In 1986, on a train in Italy, Elvin Jones was asked how often he reckoned he had played "My Favorite Things" with John Coltrane. He replied: "I was with John for six years and we played it once or twice a night, so, do the math." His questioner did that and exclaimed: "That's 1,500 times!" Jones leaned forward in his seat, right into his questioner's face and said: "But we played it like there'd be no tomorrow, every night, you dig?"

Listen to Sipiagin and company's version of Tyner's "Four By Five." It is good, the performances are technically accomplished, and Chris Potter brings some fire to his solo. Now listen to the original on The Real McCoy (Blue Note, 1967). A band can play with all the technical excellence in the world, but in the end it is the emotional weight behind the notes that counts.

Michael Feinberg
Blues Variant
Criss Cross
2023

Now this is the real deal. That is signalled during the first few bars of the opening track and is the case through the entire fifty-minute album. As it happens, Elvin Jones figures in the backstory here, too. In 2012, Feinberg released The Elvin Jones Project (Sunnyside), with Billy Hart on drums (and Blues Variant's Leo Genovese on piano). The bassist has a groove-centric, expansive approach to music and has, he says in the liners, "always been chasing Elvin." Blues Variant's Nasheet Waits is a less polyrhythmic drummer than Jones, though he touches on him on Genovese's "Gather Power." But he stokes the fire alright and is locked in snugly with Feinberg throughout the disc. Another ancestor who figures on the album is John Coltrane, echoes of whom resonate in Noah Preminger's tenor and Dave Liebman's soprano (Liebman guests on three of the ten tracks).

There are also shades of Cannonball Adderley / Joe Zawinul circa "Mercy, Mercy, Mercy," most explicitly perhaps on "The Healing Power Of Grits," one of seven Feinberg originals. The soulful vibe is heard throughout the album, including on the lovely Feinberg ballad, "Cycle Song," and on tunes using 3/4 and 5/4 as much as on those in 4/4 with a backbeat. Referring to the over-arching importance of emotional engagement, Feinberg writes of Preminger: "He's one of the most technically virtuosic saxophonists—and that's the least impressive thing about what he does." And of Waits: "[He] plays all my really hard music in ways that can make it sound effortless." Of Genovese he says: "He's like a shaman."

There is only one cover on the album, of Herbie Hancock's "Eye Of The Hurricane." In the interest of balance and fairness, try the "Four By Five" test applied to Alex Sipiagin's album. Listen to Feinberg and company's metrically modulated version, then the original on Maiden Voyage (Blue Note, 1965). They are different, but it would be ridiculous to say one is "better" than the other.

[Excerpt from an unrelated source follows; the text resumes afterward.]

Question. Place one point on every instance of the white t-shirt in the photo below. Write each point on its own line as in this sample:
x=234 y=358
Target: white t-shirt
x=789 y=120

Feinberg's final sentence in the liners gets to the nub of things. "It all comes down to authenticity," he says.

Tracks and Personnel

Mel's Vision

Tracks: Mel's Vision; Summer's End; Four By Five; Maritima; Vesnianka; Bird Food; Balmoral Point; Peggy's Blue Skylight; Bird Food (alternate take).

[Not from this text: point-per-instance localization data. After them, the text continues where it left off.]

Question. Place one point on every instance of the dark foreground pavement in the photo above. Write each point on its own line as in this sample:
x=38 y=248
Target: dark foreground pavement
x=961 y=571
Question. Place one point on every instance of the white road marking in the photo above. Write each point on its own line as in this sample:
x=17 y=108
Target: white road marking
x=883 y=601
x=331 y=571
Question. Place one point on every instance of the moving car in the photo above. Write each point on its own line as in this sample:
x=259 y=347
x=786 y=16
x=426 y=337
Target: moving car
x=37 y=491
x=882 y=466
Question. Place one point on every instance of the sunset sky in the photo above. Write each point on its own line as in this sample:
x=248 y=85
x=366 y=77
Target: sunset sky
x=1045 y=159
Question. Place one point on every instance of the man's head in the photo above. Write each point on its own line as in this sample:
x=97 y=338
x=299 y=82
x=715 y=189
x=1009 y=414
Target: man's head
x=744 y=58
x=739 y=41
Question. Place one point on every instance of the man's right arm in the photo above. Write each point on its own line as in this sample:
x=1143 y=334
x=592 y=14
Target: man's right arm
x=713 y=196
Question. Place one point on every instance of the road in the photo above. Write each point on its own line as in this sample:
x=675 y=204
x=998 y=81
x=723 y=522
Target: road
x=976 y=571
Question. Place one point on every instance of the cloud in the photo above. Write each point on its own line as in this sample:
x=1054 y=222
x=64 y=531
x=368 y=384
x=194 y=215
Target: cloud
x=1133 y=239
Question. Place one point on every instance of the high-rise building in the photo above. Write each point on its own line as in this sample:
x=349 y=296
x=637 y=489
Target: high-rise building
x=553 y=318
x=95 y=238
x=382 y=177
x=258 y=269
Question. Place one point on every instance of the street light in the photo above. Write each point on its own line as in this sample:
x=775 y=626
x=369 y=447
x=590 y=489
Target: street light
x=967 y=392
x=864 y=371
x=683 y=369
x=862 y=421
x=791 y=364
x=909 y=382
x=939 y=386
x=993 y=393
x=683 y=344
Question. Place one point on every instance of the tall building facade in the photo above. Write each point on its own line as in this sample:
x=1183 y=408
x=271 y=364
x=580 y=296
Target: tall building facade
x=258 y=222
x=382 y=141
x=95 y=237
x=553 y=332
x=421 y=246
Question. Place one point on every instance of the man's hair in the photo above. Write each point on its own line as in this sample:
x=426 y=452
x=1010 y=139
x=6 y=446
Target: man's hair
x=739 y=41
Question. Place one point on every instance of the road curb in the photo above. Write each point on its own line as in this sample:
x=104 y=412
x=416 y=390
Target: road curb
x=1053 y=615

Personnel: Alex Sipiagin: trumpet, flugelhorn (2, 4); Chris Potter: tenor saxophone; Johnathan Blake: drums; Matt Brewer: bass; David Kikoski: piano.

Blues Variant

Tracks: Blues Variant; Saqqara; High Or Booze; The Healing Power Of Grits; Eye Of The Hurricane; The Water Spirit Brought Us, The Water Spirit Will Take Us Home; Gather Power; Improvisation (for Leslie); Cycle Song; Year Of The Ox.

Personnel: Michael Feinberg: bass; Noah Preminger: tenor saxophone; Nasheet Waits: drums; Leo Genovese: piano, Rhodes (3, 4, 9); Dave Liebman: soprano saxophone (5-7).